Yesterday, after evangelizing Ubuntu for years and running Ubuntu on my parents desktop since 2009, I finally “relieved” them by giving them Windows 7 as a gift.
For years I had the hope that every Ubuntu release would get better than the previous edition. That the vision of Canonical aligned with my vision of openness and where user rights are put central. I took the fact that some proprietary things didn’t work for granted and thought we could fight it best by adding weight to the open source movement and use open source software while demanding open codecs, standards etc.
I praised Unity, and really think this is a bold and strong move in the right direction that has to be taken in order to realize the ambitious goals Ubuntu has set for the open desktop. Harder it was to cope with software that used to work, but broke in a new release. E.g. it’s really frustrating if your webcam always worked with Skype but suddenly after an upgrade it doesn’t (and release after release, a year later, it still isn’t fixed ), or if you can’t do simple things like red eye removal, because the new version of the software you are using is broken.

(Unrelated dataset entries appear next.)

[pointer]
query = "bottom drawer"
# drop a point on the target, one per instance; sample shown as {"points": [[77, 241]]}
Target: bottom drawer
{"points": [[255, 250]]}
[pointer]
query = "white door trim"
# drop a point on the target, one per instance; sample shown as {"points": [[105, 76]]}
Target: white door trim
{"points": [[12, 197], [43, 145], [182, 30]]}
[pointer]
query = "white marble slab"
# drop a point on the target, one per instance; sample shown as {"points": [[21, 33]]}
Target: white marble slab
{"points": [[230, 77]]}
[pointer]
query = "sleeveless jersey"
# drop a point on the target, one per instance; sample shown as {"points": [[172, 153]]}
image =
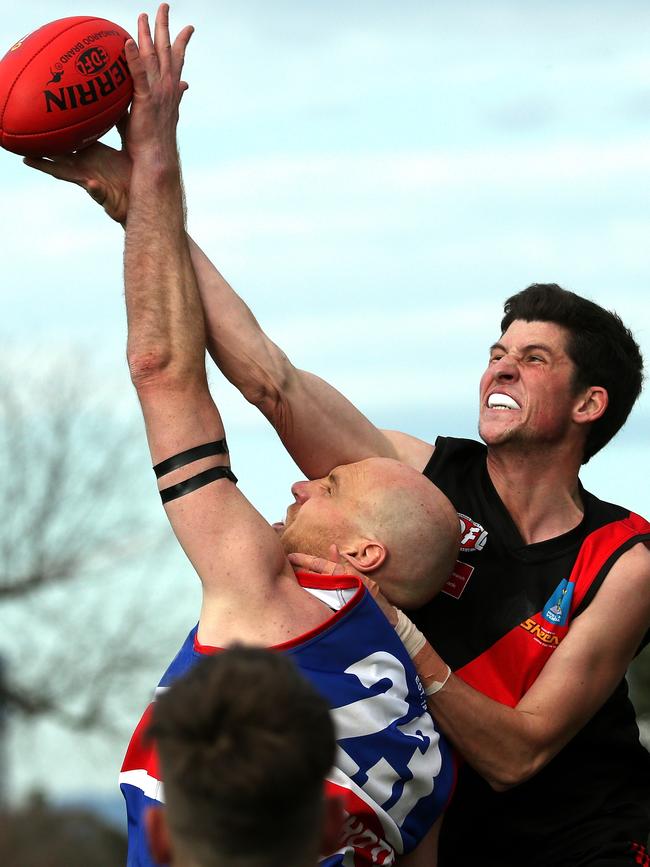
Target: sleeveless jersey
{"points": [[392, 768], [500, 617]]}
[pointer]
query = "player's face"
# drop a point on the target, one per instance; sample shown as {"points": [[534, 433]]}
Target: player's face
{"points": [[323, 512], [526, 391]]}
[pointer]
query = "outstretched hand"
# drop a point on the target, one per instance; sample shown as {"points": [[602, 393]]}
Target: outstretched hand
{"points": [[338, 565], [102, 171], [156, 65]]}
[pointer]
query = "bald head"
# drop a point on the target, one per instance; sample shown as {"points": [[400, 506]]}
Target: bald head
{"points": [[418, 525], [386, 519]]}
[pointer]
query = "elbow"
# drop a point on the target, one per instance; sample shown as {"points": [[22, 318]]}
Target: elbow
{"points": [[509, 774], [149, 367], [270, 388]]}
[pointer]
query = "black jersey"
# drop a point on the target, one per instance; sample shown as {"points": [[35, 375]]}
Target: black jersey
{"points": [[502, 614]]}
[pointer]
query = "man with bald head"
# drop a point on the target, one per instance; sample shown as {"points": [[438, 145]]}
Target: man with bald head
{"points": [[385, 520], [393, 772]]}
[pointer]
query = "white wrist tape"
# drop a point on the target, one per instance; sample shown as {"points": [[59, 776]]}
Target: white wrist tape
{"points": [[436, 685], [411, 637]]}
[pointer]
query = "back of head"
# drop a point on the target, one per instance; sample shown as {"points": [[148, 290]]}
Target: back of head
{"points": [[601, 347], [420, 528], [244, 743]]}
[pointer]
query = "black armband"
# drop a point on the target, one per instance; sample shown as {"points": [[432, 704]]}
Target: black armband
{"points": [[198, 481], [219, 447]]}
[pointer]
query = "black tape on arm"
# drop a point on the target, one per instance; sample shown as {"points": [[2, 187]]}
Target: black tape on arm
{"points": [[219, 447], [198, 481]]}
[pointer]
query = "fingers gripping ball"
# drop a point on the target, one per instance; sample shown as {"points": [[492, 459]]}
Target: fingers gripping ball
{"points": [[63, 86]]}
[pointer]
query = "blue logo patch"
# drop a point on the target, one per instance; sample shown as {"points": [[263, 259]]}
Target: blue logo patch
{"points": [[556, 610]]}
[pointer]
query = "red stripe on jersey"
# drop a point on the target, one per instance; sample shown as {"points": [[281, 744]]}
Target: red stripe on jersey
{"points": [[507, 670], [362, 830], [141, 754]]}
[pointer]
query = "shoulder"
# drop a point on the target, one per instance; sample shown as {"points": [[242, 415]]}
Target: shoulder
{"points": [[455, 454], [622, 602], [409, 449]]}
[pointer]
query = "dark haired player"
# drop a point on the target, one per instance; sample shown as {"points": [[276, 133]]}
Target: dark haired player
{"points": [[538, 698], [392, 770], [245, 743]]}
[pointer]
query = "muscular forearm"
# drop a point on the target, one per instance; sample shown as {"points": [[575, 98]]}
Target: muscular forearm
{"points": [[165, 318], [506, 745]]}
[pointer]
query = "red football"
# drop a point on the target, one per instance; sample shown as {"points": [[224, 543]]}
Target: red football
{"points": [[63, 86]]}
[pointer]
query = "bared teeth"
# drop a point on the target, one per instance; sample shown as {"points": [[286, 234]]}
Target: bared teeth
{"points": [[502, 401]]}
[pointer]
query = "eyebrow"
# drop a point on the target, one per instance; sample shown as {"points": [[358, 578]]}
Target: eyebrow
{"points": [[527, 348]]}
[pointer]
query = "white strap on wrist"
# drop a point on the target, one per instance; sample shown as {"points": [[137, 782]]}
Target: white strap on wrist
{"points": [[436, 685], [410, 635]]}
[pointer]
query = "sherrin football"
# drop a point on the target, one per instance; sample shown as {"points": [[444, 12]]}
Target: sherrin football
{"points": [[63, 86]]}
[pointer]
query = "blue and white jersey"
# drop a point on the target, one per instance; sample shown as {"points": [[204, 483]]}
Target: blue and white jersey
{"points": [[393, 769]]}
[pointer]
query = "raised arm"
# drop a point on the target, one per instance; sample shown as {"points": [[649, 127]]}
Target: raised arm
{"points": [[319, 427], [231, 546]]}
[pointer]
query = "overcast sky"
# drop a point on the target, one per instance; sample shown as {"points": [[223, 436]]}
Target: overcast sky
{"points": [[375, 178]]}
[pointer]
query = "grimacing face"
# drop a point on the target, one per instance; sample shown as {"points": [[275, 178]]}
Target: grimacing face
{"points": [[526, 392], [324, 511]]}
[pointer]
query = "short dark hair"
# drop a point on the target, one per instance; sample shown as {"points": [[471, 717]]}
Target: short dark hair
{"points": [[245, 742], [602, 349]]}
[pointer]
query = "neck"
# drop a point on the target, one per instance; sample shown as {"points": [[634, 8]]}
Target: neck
{"points": [[539, 488]]}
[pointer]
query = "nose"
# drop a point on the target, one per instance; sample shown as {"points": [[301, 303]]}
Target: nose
{"points": [[301, 491], [505, 369]]}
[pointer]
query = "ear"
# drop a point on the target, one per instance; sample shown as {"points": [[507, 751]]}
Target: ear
{"points": [[366, 555], [158, 834], [591, 405], [333, 818]]}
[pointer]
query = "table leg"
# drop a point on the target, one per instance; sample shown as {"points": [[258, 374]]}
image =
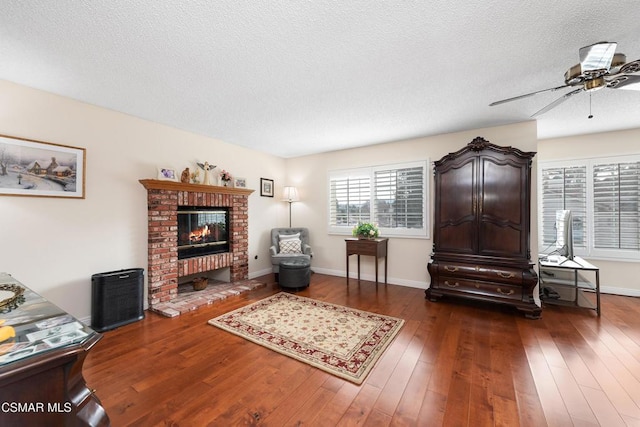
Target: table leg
{"points": [[347, 269], [598, 292], [385, 269], [376, 270]]}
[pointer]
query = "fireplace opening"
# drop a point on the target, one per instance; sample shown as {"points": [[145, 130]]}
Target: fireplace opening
{"points": [[202, 231]]}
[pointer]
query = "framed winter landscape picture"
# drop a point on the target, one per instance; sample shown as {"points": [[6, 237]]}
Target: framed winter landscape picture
{"points": [[36, 168]]}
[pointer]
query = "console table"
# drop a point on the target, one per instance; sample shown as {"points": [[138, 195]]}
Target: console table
{"points": [[41, 380], [573, 284], [372, 247]]}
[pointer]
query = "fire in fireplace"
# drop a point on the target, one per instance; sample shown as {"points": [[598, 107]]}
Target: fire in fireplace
{"points": [[202, 231]]}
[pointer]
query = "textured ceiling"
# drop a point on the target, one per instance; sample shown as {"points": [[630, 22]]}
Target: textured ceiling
{"points": [[300, 77]]}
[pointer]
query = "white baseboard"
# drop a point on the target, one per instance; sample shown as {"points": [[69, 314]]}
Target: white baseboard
{"points": [[372, 277], [259, 273], [627, 292]]}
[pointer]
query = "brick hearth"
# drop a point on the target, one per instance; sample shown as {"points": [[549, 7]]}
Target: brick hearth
{"points": [[164, 270]]}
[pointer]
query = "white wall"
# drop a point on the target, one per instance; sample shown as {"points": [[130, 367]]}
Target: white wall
{"points": [[615, 277], [54, 245], [407, 257]]}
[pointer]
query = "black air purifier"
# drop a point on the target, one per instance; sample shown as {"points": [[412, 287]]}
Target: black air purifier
{"points": [[116, 298]]}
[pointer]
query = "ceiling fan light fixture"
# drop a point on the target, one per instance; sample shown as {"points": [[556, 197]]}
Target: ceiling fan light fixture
{"points": [[594, 84]]}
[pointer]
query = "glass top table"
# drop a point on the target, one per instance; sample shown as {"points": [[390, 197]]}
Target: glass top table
{"points": [[39, 325]]}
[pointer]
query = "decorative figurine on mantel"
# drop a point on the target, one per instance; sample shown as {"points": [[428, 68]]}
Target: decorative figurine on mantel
{"points": [[225, 177], [186, 176], [207, 168], [195, 177]]}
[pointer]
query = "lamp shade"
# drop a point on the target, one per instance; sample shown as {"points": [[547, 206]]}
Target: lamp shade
{"points": [[290, 194]]}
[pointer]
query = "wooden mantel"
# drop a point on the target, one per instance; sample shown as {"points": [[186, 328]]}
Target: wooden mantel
{"points": [[159, 184]]}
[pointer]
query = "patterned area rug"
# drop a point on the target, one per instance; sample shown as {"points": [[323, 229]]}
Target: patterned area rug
{"points": [[340, 340]]}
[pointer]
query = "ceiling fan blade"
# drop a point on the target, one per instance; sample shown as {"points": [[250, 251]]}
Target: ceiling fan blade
{"points": [[598, 56], [557, 102], [526, 95], [625, 82]]}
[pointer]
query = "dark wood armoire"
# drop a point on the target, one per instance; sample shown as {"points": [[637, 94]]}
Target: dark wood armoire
{"points": [[481, 242]]}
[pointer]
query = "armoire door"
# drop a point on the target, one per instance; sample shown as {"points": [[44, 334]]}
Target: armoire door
{"points": [[503, 210], [455, 221]]}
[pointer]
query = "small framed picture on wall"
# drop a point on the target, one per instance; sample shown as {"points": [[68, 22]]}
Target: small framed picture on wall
{"points": [[266, 187], [240, 182]]}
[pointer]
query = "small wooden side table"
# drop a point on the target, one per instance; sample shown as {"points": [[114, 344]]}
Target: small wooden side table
{"points": [[373, 247]]}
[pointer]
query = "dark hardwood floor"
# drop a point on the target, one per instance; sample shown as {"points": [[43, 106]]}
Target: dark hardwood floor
{"points": [[454, 363]]}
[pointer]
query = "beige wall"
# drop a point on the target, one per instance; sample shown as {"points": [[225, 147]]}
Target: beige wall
{"points": [[55, 245], [615, 277], [407, 257]]}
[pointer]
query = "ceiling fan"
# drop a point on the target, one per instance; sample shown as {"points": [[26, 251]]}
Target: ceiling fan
{"points": [[600, 66]]}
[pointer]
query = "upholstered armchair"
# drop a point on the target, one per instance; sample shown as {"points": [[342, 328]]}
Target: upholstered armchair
{"points": [[289, 244]]}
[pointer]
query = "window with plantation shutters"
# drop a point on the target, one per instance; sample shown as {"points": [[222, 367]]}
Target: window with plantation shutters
{"points": [[564, 188], [399, 198], [616, 208], [350, 200], [391, 196], [604, 198]]}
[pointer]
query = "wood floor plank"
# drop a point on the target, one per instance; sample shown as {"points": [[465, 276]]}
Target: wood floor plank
{"points": [[454, 362]]}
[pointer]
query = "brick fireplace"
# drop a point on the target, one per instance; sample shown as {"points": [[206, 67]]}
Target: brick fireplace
{"points": [[165, 269]]}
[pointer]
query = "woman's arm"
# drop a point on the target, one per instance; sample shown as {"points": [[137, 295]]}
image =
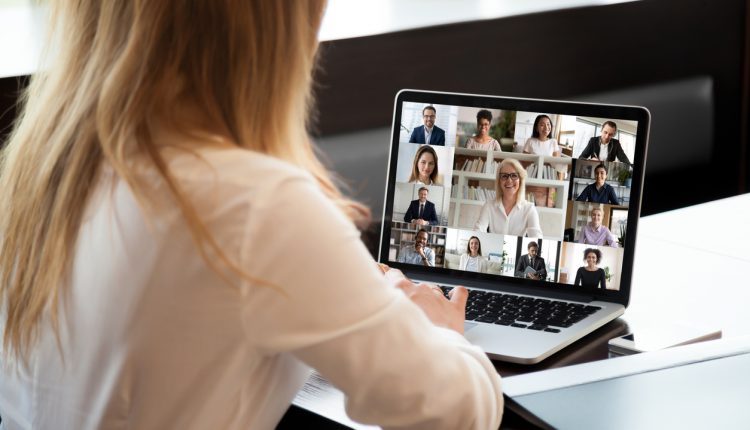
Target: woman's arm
{"points": [[332, 309]]}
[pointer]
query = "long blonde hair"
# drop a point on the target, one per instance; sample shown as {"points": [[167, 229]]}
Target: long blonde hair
{"points": [[123, 66], [521, 196]]}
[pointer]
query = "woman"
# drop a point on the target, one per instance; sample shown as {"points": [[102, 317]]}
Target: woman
{"points": [[483, 140], [542, 143], [594, 233], [424, 167], [155, 152], [510, 213], [472, 260], [591, 276]]}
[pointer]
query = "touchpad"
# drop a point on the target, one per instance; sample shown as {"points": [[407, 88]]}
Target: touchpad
{"points": [[469, 325]]}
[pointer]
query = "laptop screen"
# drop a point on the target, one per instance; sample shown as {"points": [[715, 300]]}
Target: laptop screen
{"points": [[533, 193]]}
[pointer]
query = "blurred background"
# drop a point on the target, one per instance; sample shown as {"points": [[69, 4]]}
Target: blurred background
{"points": [[685, 60]]}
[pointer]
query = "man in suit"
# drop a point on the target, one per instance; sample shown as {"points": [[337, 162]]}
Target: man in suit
{"points": [[534, 261], [428, 133], [605, 147], [600, 191], [421, 212], [419, 253]]}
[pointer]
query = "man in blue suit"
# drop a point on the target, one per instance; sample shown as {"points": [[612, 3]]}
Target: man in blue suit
{"points": [[428, 133], [421, 211]]}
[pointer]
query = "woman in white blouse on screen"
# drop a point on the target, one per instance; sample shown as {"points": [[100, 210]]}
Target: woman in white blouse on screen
{"points": [[155, 151], [472, 260], [510, 214], [424, 169], [541, 142]]}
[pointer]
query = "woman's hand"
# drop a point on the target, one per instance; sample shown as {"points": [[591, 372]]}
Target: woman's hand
{"points": [[441, 311]]}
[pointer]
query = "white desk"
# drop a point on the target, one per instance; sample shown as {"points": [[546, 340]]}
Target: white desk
{"points": [[693, 264], [689, 268]]}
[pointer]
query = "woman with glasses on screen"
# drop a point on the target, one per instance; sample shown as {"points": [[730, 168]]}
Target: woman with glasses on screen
{"points": [[510, 213], [157, 149], [472, 260]]}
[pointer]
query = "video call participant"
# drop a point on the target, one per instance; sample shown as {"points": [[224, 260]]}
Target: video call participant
{"points": [[590, 275], [188, 324], [428, 133], [605, 147], [418, 253], [472, 260], [594, 233], [483, 140], [510, 213], [534, 261], [421, 211], [599, 191], [424, 167], [541, 141]]}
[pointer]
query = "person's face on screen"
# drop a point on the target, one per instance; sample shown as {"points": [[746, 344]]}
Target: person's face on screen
{"points": [[428, 117], [483, 126], [591, 259], [426, 165], [608, 132], [421, 240], [544, 128], [474, 246], [601, 176], [509, 185], [596, 218]]}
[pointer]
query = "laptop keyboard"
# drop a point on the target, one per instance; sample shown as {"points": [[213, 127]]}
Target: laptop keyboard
{"points": [[523, 312]]}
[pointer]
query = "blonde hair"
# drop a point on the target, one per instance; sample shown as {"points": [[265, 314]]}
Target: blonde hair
{"points": [[125, 66], [434, 177], [521, 196]]}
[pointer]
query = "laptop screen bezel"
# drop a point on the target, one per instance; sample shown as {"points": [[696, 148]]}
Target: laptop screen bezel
{"points": [[514, 284]]}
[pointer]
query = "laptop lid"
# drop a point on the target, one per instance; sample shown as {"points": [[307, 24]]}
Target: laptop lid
{"points": [[575, 171]]}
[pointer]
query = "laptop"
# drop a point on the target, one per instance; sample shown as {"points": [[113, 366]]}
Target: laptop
{"points": [[532, 205]]}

My parents often encountered these seemingly little problems that completely put a halt on the things they wanted and were used to do. Regressions are much more irritating than bugs on new sofware. Since the news of sending search terms to Amazon by default I’m through with it. No longer do I feel Canonical puts my rights and liberties as a user central. No longer can I pull energy from the hope that the next release will be better. We don’t move in the same direction anymore.